1. Field of the Invention
The present invention relates to a system and method for supporting augmented reality in an ocean scene, and more particularly to a system and method for supporting augmented reality in an ocean scene, which can extract a camera motion in a state that it is difficult to perform camera auto-calibration using the existing method, by actively using prior knowledge about background geometry.
2. Background of the Related Art
Generally, in order to acquire geometrical information of an object from a moving image acquired through a camera and to acquire motion information (i.e., an external variable) and status information (i.e., an internal variable) of the camera during image capturing, a camera calibration process for estimating variables between image information acquired from the camera and real geometrical information of the object is essentially required. In the case of acquiring values of the external variable (i.e., moving information of the camera) and the internal variable (i.e., status information of the camera) of the camera during image capturing, the easiest and most accurate method that can be used is to obtain information of the camera by hardware using a motion control camera (MCC). However, this method has problems in that it is impossible to apply the method to the previously captured images and the MCC equipment for implementing the method is very expensive, and has drawbacks in that it is difficult to use the method on the filming spot such as sea background. Accordingly, methods for performing camera auto-calibration by software on the basis of image processing techniques have been researched. These methods are classified into ‘a method using an artificial calibration object’ and ‘a self-calibration method using natural features’.
Here, the method using an artificial calibration object is a method of performing auto calibration by capturing an image of a calibration tool having the shape of a three-dimensional (3D) rectangular parallelepiped and solving the geometrical relation between the shape in space of the rectangular parallelepiped and the projective image. Although this method has been widely used up to now and has the advantage that it produces a relatively accurate result, it has limitations in that the calibration object has the characteristic of a typical rectangular parallelepiped and the shape of the calibration object should be caught in an image sequence of which the auto calibration is to be performed. As a result, this method is not suitable as the camera auto-calibration method for the synthesis of real scenes, and moreover, it is impossible to perform the method in a sea background to be handled according to the present invention.
On the other hand, the self-calibration method is a method of performing the calibration by extracting natural feature points from images captured at various angles and performing the calibration using the corresponding relations among the natural feature points. According to this method, if the positions of the corresponding points are once confirmed in the respective frames, all frames are mated by twos or threes, and projective reconstruction is performed using a fundamental or essential matrix or a trifocal tensor. Thereafter, on the basis of the assumption for an “image of absolute conic (IAC)” method proposed by Richard Hartley, a camera internal variable matrix is obtained, and then a transform matrix for transforming a camera matrix into a metric space from a projective space is obtained. Since this method does not use the artificial calibration object as in the ‘method using an artificial calibration object’, it is useful for the real scene synthesis. However, noise is added in the process of finding relations among the corresponding points in the respective frames, and this may cause the performance to deteriorate.
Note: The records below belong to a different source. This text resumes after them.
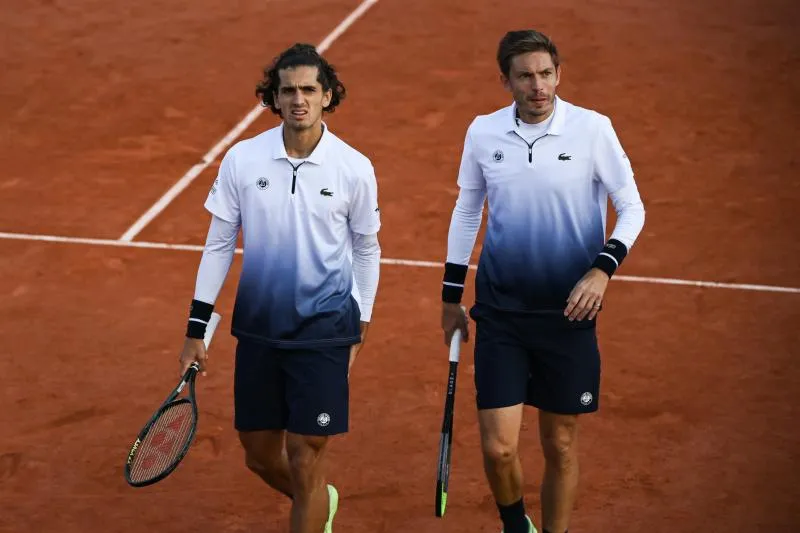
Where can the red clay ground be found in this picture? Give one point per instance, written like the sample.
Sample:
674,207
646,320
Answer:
110,104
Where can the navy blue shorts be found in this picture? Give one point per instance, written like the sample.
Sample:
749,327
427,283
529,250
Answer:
304,391
543,361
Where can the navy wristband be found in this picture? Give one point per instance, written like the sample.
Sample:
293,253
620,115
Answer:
453,283
611,257
199,315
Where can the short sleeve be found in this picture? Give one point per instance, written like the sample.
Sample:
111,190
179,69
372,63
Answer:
470,175
223,198
365,216
611,164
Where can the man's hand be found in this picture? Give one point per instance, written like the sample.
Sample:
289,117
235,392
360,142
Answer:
585,299
453,318
193,350
354,349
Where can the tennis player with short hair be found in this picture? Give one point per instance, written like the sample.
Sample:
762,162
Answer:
547,168
307,205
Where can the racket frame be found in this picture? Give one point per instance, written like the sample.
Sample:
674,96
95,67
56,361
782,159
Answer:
188,378
446,439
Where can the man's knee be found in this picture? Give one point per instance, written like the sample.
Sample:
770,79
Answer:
263,452
559,438
305,453
499,451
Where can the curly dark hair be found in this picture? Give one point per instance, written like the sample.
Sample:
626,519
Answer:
298,55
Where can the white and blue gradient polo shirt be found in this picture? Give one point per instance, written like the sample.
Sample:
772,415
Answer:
297,217
547,199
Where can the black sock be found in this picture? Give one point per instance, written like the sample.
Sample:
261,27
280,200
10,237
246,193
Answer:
513,517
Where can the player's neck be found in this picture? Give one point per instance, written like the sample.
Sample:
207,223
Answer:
528,118
300,143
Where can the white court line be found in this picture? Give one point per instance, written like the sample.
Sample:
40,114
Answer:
231,136
387,261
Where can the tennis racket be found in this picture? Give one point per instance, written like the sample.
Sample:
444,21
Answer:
446,440
163,442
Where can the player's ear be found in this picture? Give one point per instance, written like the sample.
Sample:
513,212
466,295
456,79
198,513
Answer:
506,82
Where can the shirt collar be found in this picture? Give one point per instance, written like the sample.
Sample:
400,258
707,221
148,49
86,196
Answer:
317,156
556,125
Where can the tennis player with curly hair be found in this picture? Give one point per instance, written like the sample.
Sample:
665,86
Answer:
307,205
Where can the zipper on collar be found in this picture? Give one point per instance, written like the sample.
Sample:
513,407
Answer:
530,145
294,174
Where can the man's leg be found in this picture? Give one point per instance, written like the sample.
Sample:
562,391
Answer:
502,367
307,465
565,383
499,442
265,456
559,437
260,413
317,395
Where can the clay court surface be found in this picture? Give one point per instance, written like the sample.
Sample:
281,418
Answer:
105,105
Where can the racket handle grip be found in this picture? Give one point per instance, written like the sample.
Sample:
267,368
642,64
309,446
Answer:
455,346
213,322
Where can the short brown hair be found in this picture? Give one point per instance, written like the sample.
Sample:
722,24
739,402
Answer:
519,42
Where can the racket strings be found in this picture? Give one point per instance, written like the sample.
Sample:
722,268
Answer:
164,443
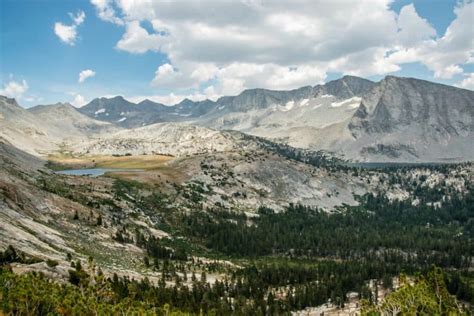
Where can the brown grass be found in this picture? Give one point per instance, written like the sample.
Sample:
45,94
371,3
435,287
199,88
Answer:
146,162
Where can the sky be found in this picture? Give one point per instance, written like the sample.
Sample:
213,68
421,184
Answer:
76,50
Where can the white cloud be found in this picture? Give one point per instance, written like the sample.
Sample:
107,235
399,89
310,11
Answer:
78,101
68,33
233,45
444,55
137,40
413,28
14,89
83,75
467,83
106,11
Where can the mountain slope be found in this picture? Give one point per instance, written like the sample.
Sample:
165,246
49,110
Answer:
413,120
63,118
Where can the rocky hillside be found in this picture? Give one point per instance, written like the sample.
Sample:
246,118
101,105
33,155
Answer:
396,119
412,120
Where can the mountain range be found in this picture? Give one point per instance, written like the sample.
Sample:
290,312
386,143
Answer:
395,119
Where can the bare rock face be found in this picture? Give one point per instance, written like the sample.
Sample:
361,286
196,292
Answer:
413,120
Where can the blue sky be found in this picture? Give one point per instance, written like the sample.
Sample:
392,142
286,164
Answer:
203,50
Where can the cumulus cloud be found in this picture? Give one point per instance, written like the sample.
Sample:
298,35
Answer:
444,55
106,11
467,83
413,28
137,40
228,46
68,33
78,101
83,75
14,89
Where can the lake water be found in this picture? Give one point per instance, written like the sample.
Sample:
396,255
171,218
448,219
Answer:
93,172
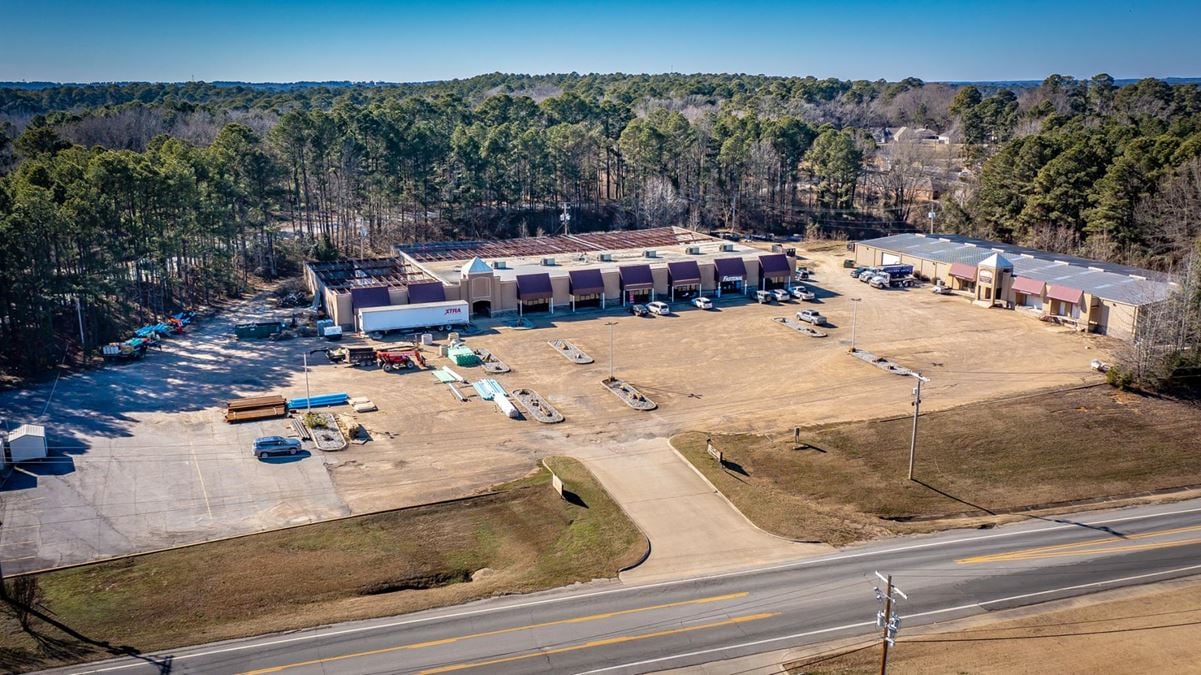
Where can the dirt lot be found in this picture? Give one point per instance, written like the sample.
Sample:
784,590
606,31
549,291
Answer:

In practice, an LM (Levenberg Marquardt) algorithm should be inserted into many parts in order to make a robust system. However, in the sea image to be handled according to the present invention, the texture on the sea surface is successively changed due to waves, and thus it is difficult to extract the natural feature points consistently observed in many frames enough to make the auto calibration possible. In order to ensure the performance of the auto calibration as described above, at least one hundred consistent natural feature points are required. However, since it is impossible to extract such many consistent natural feature points in the sea image, it is also impossible to apply the self-calibration method to the sea image.
On the recent filming spots, it is general that an assistance records camera status information such as a focal length for the following computer graphics (CG) work. However, since it is expected that an HD camera to be produced in the future is provided with a function of simultaneously recording the focal length data, it would be possible to implement an effective CG/real scene synthesis system, as avoiding the process of predicting even the camera internal variables such as the auto-calibration as described above.